Q: You are saying “No” to high density, yet MidPen claims their proposed plan is not high density, it is medium density, like your current neighborhood. How do you respond?
A: This IS big density in comparison to the existing community. A development like this would compact new residents onto 11 acres and increase the population of Moss Beach by some 10%, contributing to more congestion, more traffic, taxing water and sewer services, and a placing a bigger burden on the natural environment.
Q: This lot is zoned for up to 148 housing units and it is for sale. It is private property. Why shouldn’t MidPen or whoever buys it be able to build up to that limit?
A: This zoning is antiquated, written at a time when development of infrastructure and services was expected to take place. This didn’t happen and the location is isolated. For example, at the time the zoning was established there a bypass planned to be built instead of the tunnel. So today, there is a lack of roads, stores, schools, jobs and transit to support such a large number of housing units.
Q: MidPen states they are not building even half of the 148 units.
A: The Local Coastal Program (LCP) restricts building to 60 units in their first phase of development. Is there a guarantee for the community that they won’t add to the development in future phases?
Source: LCP – 3.16.a: Limit the number of affordable housing units given building permits for construction on the designated sites to 60 during any 12-month period in order to allow the affordable housing units constructed on the designated housing sites to be assimilated into the community a few at a time.
Q: You are saying “No” to MidPen, but what do you want?

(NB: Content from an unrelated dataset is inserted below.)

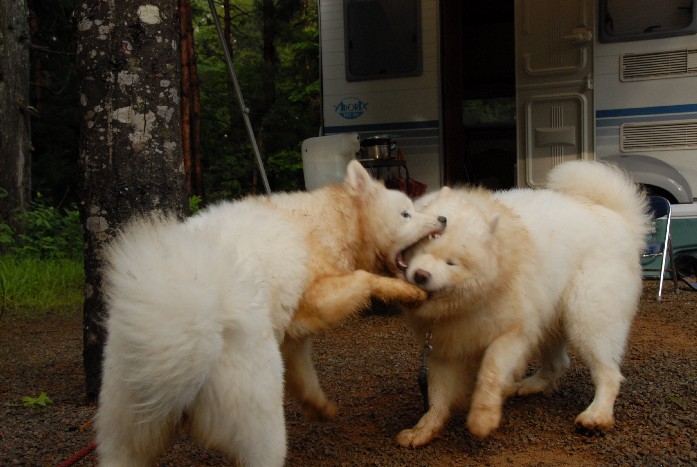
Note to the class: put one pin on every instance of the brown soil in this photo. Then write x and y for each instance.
(369, 367)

A: This parcel of land is a special place and has served as an unrestricted public park for the community for decades. It is enjoyed by dog-walkers, bird-watchers, nature enthusiasts, bike riders and people of all ages. We urge that this parcel be appropriately rezoned as public parkland, as it has been de facto for decades, and rejoined with the Montara
Lighthouse as it was over a century ago and for many decades sharing a rich history, particularly during WWII.